European champions in cyber security
Denmark can consider itself European champions in cyber security. The cyber national team, led by Professor Jens Myrup Pedersen from Aalborg University, grabbed gold at the European Cyber Security Championships in Vienna on Friday, seeing off 32 other countries over two days of competition. Pedersen applauded the result, which greatly pleased the defence minister, Morten Bødskov, contending that it “seriously puts Denmark and cyber security on the world map”.
Young Danish scientist hailed for innovative idea
Konrad Basse Fisker, a 19-year-old gymnasium student at Roskilde Katedralskole, has won the gold award for young searchers handed out by the EU Contest for Young Scientists. His project looked into how the genetics of edible algae could be changed to enable people to eat it on Mars. Genetic alterations would protect them from the Red Planet’s harmful rays. He won gold ahead of 131 researchers from 33 countries. “His idea is fantastic, innovative and creative,” noted the jury.

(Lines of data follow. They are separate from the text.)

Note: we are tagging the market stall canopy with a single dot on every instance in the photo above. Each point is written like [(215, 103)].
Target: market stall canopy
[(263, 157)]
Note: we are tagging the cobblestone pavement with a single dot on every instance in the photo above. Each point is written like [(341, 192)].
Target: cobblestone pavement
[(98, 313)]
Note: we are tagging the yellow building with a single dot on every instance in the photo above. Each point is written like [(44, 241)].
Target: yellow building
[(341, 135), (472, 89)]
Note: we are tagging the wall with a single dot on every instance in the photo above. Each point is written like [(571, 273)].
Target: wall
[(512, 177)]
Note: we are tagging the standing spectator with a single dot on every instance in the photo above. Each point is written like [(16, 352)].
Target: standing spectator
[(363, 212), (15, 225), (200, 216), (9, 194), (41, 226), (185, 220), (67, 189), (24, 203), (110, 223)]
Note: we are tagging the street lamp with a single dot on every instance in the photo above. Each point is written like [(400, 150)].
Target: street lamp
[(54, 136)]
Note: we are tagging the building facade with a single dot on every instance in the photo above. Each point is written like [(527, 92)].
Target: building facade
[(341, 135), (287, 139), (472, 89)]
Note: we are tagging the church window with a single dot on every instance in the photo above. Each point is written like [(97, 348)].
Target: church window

Stressed out by creepy apps
Research carried out by the University of Copenhagen reveals that many people who use apps do so uncomfortably. Users feel stressed if they think the app is acquiring too much information, according to Professor Irina Shklovskiat at the Department of Computer Science, who oversaw a study involving 751 participants and then wrote the scientific article ‘Still Creepy After All These Years: The Normalisation of Affective Discomfort in App Use’. “You would almost think that we consider the feeling of discomfort an inevitable part of the user experience,” she said. “Somehow we have been trained to live with being emotionally stressed.”